Do not include any additional keys or information in the response. 

[/INST]
"""


async def generate_questions(section, num_questions=3):

    question_generation_prompt = ChatPromptTemplate.from_template(
        QUESTION_GENERATION_TEMPLATE, partial_variables={"num_questions": num_questions}
    )

    question_generation_chain = question_generation_prompt | llm

    response = await question_generation_chain.ainvoke({"context": section["text"]})

    result = {
        "ref_doc_id": section["metadata"]["unique_id"],
        "questions": response.content,
    }

    return result


def run_question_generation(sections, num_questions=3):

    tasks = [
        generate_questions(section, num_questions=num_questions) for section in sections
    ]
    event_loop = asyncio.get_event_loop()
    results = event_loop.run_until_complete(asyncio.gather(*tasks))

    return results

It can take a considerable amount of time to generate the question and answer pairs for the entire dataset. For demonstration purposes, we will generate the data for the first 10 sections of the regulations. A larger dataset has already been generated and is included in this lab.  

In [None]:
SECTIONS_TO_SAMPLE = 10
generated_questions = run_question_generation(sections[:SECTIONS_TO_SAMPLE], num_questions=3)

In [None]:
# print a sample question
rprint(generated_questions[0]["questions"])

The question and answer pairs can be extracted using a regular expression.

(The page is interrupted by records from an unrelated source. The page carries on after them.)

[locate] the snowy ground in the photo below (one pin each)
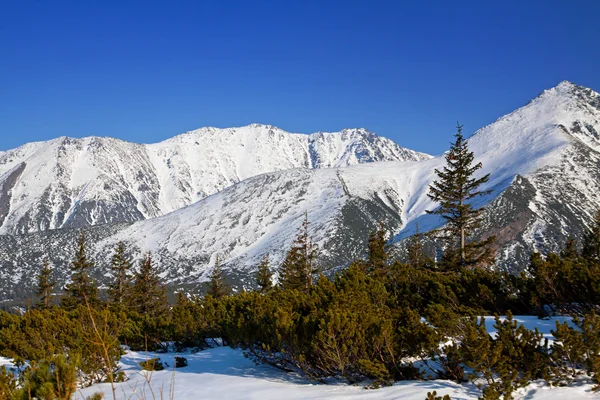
(224, 373)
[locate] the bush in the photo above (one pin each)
(152, 364)
(56, 379)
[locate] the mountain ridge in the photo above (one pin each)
(81, 182)
(544, 161)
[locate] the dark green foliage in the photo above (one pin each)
(300, 264)
(340, 328)
(81, 288)
(8, 383)
(180, 362)
(121, 265)
(41, 334)
(188, 324)
(152, 364)
(49, 380)
(148, 295)
(454, 190)
(264, 277)
(217, 287)
(45, 285)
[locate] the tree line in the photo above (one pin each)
(378, 321)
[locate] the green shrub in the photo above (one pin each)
(152, 364)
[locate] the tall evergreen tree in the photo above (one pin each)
(264, 276)
(218, 288)
(121, 265)
(81, 288)
(300, 263)
(148, 295)
(45, 285)
(454, 190)
(591, 241)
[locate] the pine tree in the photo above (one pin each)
(264, 276)
(218, 288)
(591, 241)
(377, 255)
(148, 295)
(81, 288)
(299, 265)
(121, 265)
(45, 285)
(453, 191)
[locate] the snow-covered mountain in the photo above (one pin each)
(69, 182)
(544, 161)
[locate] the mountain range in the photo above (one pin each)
(242, 192)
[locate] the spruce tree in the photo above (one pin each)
(591, 241)
(300, 263)
(218, 288)
(264, 275)
(81, 288)
(454, 190)
(121, 265)
(148, 295)
(45, 285)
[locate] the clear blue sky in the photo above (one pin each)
(145, 71)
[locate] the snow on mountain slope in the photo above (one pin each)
(544, 161)
(81, 182)
(261, 214)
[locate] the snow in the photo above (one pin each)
(224, 373)
(155, 179)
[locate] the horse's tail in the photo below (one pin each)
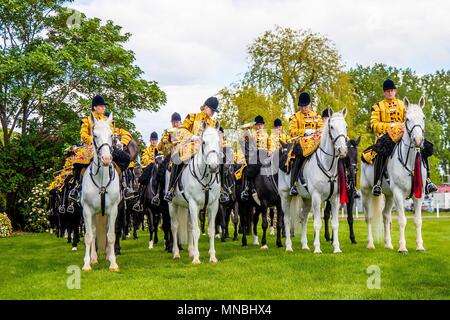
(183, 225)
(100, 226)
(375, 209)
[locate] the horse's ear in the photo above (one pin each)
(330, 112)
(406, 102)
(109, 121)
(422, 102)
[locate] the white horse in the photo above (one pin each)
(100, 196)
(400, 169)
(320, 173)
(201, 189)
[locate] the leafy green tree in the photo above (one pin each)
(284, 62)
(50, 68)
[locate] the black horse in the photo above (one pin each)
(351, 169)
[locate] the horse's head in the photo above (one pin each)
(102, 136)
(415, 121)
(337, 131)
(211, 148)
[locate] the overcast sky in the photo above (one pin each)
(194, 48)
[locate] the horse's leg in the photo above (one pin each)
(335, 223)
(351, 201)
(193, 215)
(174, 225)
(255, 225)
(272, 217)
(418, 223)
(88, 238)
(389, 203)
(111, 238)
(265, 225)
(211, 230)
(315, 198)
(326, 218)
(305, 213)
(398, 196)
(279, 223)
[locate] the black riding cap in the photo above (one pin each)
(389, 84)
(277, 123)
(304, 99)
(259, 119)
(98, 101)
(213, 103)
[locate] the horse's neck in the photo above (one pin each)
(328, 160)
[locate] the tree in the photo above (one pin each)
(49, 71)
(285, 62)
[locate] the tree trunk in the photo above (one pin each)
(11, 209)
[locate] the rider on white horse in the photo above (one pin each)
(303, 123)
(387, 114)
(191, 130)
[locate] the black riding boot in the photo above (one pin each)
(173, 178)
(430, 187)
(295, 173)
(378, 175)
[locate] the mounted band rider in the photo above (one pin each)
(303, 123)
(188, 136)
(387, 121)
(84, 155)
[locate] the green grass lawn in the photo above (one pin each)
(33, 266)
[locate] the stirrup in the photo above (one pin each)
(168, 196)
(138, 207)
(156, 201)
(224, 197)
(293, 191)
(70, 208)
(245, 195)
(376, 190)
(74, 195)
(430, 187)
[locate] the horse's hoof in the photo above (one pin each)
(114, 269)
(213, 260)
(87, 269)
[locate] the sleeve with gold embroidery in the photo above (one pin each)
(294, 130)
(125, 136)
(185, 131)
(85, 131)
(376, 124)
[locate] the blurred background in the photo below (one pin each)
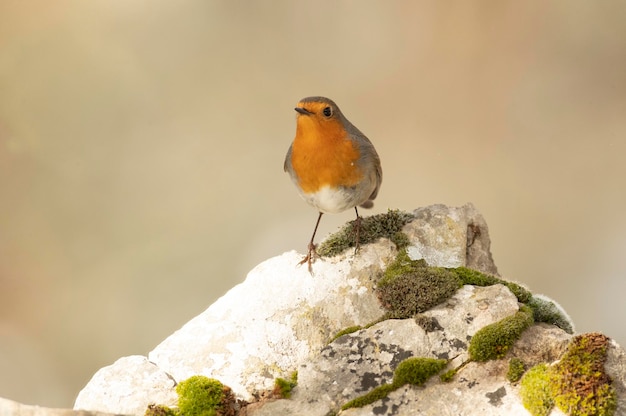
(142, 146)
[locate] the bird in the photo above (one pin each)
(334, 166)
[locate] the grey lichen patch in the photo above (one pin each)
(476, 278)
(547, 311)
(346, 331)
(387, 225)
(408, 287)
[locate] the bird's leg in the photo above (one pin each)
(357, 226)
(312, 253)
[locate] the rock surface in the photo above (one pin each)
(281, 319)
(282, 315)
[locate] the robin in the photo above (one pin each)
(333, 165)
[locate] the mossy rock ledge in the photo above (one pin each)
(417, 322)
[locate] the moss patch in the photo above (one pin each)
(387, 225)
(494, 341)
(535, 391)
(408, 287)
(283, 388)
(414, 371)
(580, 384)
(346, 331)
(516, 370)
(199, 395)
(577, 384)
(547, 311)
(476, 278)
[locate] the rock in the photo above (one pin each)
(281, 319)
(356, 363)
(128, 386)
(11, 408)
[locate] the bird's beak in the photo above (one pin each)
(303, 111)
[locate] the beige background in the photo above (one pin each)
(142, 144)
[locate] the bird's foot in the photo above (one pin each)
(310, 257)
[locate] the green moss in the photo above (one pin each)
(417, 371)
(448, 376)
(283, 388)
(579, 383)
(159, 410)
(387, 225)
(535, 390)
(346, 331)
(414, 371)
(547, 311)
(376, 394)
(476, 278)
(494, 341)
(408, 287)
(516, 370)
(199, 396)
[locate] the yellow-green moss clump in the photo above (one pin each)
(494, 341)
(415, 371)
(535, 391)
(580, 384)
(476, 278)
(408, 287)
(577, 384)
(283, 388)
(547, 311)
(387, 225)
(197, 396)
(516, 370)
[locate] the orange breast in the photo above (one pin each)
(322, 155)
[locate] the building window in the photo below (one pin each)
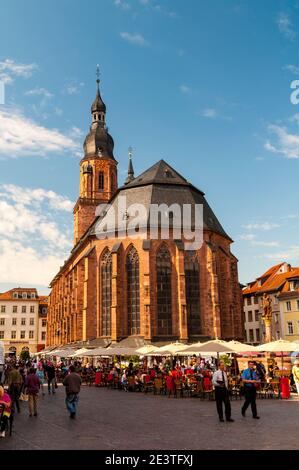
(257, 335)
(133, 292)
(164, 297)
(192, 294)
(101, 180)
(106, 288)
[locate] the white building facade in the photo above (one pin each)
(21, 324)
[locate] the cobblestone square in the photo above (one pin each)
(116, 420)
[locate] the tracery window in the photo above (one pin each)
(106, 291)
(164, 297)
(192, 294)
(133, 292)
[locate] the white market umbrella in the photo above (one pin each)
(79, 352)
(172, 348)
(145, 350)
(279, 345)
(241, 347)
(213, 346)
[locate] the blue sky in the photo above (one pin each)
(204, 85)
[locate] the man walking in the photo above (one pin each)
(295, 372)
(250, 380)
(72, 383)
(15, 384)
(51, 377)
(32, 385)
(220, 383)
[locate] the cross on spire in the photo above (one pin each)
(98, 74)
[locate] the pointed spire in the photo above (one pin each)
(98, 105)
(130, 176)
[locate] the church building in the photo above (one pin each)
(126, 286)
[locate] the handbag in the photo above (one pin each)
(24, 397)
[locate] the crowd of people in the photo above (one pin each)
(199, 377)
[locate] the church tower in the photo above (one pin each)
(98, 169)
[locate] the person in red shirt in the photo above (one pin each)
(5, 402)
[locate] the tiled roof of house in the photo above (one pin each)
(271, 280)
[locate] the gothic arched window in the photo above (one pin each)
(106, 288)
(133, 292)
(101, 180)
(164, 298)
(192, 294)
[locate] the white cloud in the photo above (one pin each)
(185, 89)
(39, 92)
(28, 196)
(265, 244)
(291, 253)
(20, 136)
(122, 4)
(285, 26)
(33, 242)
(285, 143)
(261, 226)
(247, 237)
(9, 70)
(292, 68)
(209, 113)
(25, 265)
(73, 87)
(136, 39)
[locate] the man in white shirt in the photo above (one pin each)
(220, 383)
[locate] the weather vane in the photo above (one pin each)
(98, 73)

They can then be combined with the original context data giving us a dataset that is comprised of the context, question, and answer. 

In [None]:

question_re = re.compile(r"\[Question \d+\]\nQuestion: (.*)\nAnswer: (.*)\n?")
prepared_data = []
for qa in generated_questions:
    question_answers = question_re.findall(qa["questions"])
    relevant_section = next(section for section in sections if section["metadata"]["unique_id"] == qa["ref_doc_id"])
    
    for question in question_answers:
        prepared_data.append({
            "example_id": str(uuid.uuid4()),
            "ref_doc_id": qa["ref_doc_id"],
            "question": question[0],
            "answer": question[1],
            "context" : relevant_section["text"],
            "section_metadata": relevant_section["metadata"],
        })

In [None]:
rprint(f"Generated {len(prepared_data)} questions")
rprint(prepared_data[0])

### Conclusion
In this notebook, we obtained the raw data from the API, wrangled it into a format that can be used for downstream tasks, and generated synthetic data using a large language model. We have prepared the data for building and evaluating a RAG pipeline and fine-tuning a model to improve the performance of the pipeline.